I realized that I was no precise: I tried attached va.diff patch. I didn't try to replace completly malloc().

> Ah ok. I guess tuples.py then indeed demonstrates a saving. I'll apply the patch.

According to my test, the memory usage is a little bit better with the patch. So Martin:,do you plan to commit the patch?

Or is a benchmark required? Or should check first check the Low Fragmentation Allocator?

I plan to test the Low Fragmentation Allocator, at least on Windows 7. But I prefer to do it later, I'm working on the PEP 445 right now.

> I plan to test the Low Fragmentation Allocator, at least on Windows 7.

I don't think it can be any better than raw mmap() / VirtualAlloc()...

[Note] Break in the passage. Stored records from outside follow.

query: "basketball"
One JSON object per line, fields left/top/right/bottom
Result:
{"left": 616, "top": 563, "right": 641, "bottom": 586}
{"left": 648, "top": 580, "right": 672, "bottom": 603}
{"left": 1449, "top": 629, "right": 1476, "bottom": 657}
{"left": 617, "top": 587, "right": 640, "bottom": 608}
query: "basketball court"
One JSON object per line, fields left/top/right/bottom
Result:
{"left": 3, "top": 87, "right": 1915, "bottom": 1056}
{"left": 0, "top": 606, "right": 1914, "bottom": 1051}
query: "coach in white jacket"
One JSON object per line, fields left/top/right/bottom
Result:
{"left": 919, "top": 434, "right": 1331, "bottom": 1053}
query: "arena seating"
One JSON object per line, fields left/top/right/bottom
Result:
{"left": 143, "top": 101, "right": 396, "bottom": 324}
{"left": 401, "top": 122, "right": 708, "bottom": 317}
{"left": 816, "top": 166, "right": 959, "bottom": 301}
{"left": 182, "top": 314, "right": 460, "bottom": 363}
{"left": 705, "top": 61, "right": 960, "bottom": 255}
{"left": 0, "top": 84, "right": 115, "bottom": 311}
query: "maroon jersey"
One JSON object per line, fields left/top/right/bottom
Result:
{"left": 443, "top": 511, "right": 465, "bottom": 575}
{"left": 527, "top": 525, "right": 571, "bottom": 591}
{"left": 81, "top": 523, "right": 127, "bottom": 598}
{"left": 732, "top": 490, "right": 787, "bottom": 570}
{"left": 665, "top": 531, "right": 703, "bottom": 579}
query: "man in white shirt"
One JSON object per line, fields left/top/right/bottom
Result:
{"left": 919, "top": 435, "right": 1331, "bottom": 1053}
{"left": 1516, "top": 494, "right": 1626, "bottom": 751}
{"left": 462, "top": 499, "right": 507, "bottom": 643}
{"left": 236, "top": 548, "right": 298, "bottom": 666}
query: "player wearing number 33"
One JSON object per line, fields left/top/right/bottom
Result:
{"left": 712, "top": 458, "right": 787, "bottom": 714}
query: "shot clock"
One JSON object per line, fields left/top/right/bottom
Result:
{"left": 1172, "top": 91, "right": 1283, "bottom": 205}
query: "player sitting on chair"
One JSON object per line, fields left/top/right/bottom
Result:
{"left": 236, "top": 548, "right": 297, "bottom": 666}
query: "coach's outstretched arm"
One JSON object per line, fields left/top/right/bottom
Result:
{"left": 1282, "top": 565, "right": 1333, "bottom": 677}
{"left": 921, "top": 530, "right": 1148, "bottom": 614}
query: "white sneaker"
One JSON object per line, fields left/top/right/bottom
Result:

>> I plan to test the Low Fragmentation Allocator, at least on Windows 7.
> I don't think it can be any better than raw mmap() / VirtualAlloc()...

I mean using the Low Fragmentation Allocator for PyObject_Malloc()
instead of pymalloc.

Martin wrote (msg148605):
"As an alternative approach, Python could consider completely dropping
obmalloc on Windows, and using a Windows Low Fragementation Heap (LFH)
instead, with HEAP_NO_SERIALIZE (as the heap would be protected by the
GIL)."

Ok, I'm going to commit this patch. Any further revisions (including reversions) can be done then.

New changeset 44f455e6163d by Martin v. Löwis in branch 'default':
Issue #13483: Use VirtualAlloc in obmalloc on Windows.
http://hg.python.org/cpython/rev/44f455e6163d